TGF-β promotes microtube formation in glioblastoma through Thrombospondin 1

Abstract

AbstractMicrotubes (MTs), cytoplasmic extensions of glioma cells, are important cell communication structures promoting invasion and treatment resistance through network formation. MTs are abundant in chemoresistant gliomas, in particular glioblastomas (GBMs), while they are uncommon in chemosensitive IDH-mutant and 1p/19q co-deleted oligodendrogliomas. To identify potential signaling pathways involved in MT formation we performed a bioinformatics analysis of TCGA data showing that the TGF-β pathway is highly activated in GBMs compared to oligodendroglial tumors. In particular we observed that signaling pathways involved in extracellular matrix organization are differentially expressed between these tumor entities.

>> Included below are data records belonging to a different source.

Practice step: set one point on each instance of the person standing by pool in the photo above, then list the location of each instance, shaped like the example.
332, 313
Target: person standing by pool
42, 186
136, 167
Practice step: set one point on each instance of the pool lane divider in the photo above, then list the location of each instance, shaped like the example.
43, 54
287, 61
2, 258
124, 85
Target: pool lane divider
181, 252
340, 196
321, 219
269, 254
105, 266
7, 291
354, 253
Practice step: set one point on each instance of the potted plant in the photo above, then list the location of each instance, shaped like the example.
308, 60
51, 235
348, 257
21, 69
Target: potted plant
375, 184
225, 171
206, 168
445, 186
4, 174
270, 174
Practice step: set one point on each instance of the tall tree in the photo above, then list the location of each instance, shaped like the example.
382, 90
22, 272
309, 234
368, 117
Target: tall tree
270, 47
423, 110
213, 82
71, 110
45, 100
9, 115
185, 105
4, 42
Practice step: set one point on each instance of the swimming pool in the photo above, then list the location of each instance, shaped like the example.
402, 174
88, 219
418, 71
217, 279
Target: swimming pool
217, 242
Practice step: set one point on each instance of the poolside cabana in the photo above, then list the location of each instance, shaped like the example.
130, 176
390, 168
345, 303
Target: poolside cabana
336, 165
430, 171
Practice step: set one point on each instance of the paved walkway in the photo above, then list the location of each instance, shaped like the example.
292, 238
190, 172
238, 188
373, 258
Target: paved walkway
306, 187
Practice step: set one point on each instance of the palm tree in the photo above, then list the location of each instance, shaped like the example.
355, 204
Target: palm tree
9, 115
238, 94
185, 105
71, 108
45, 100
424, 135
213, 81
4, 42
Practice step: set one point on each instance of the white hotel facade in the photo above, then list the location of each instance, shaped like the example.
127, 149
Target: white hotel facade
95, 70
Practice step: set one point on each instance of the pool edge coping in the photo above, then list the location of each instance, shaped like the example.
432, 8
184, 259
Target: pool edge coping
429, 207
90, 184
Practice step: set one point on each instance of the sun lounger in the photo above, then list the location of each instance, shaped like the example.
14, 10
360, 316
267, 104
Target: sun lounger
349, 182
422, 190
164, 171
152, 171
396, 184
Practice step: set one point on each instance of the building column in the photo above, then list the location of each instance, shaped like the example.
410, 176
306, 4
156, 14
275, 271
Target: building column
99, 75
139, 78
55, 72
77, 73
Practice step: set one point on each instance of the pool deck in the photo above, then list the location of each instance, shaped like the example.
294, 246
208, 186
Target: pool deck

Using patient-derived GBM stem cell lines, we demonstrated that TGF-β1 stimulation promotes enhanced MT formation and communication via Calcium signaling. Inhibition of the TGF-β pathway significantly reduced MT formation and its associated invasion in vitro and in vivo. Downstream of TGF-β, we identified thrombospondin 1 (TSP1) as a potential mediator of MT formation in GBM through SMAD activation. TSP1 was upregulated upon TGF-β stimulation and enhanced MT formation, which was inhibited by TSP1 shRNAs in vitro and in vivo. In conclusion, TGF-β and its downstream mediator TSP1 are important mediators of the MT network in GBM and blocking this pathway could potentially help to break the complex MT driven invasion/ resistance network.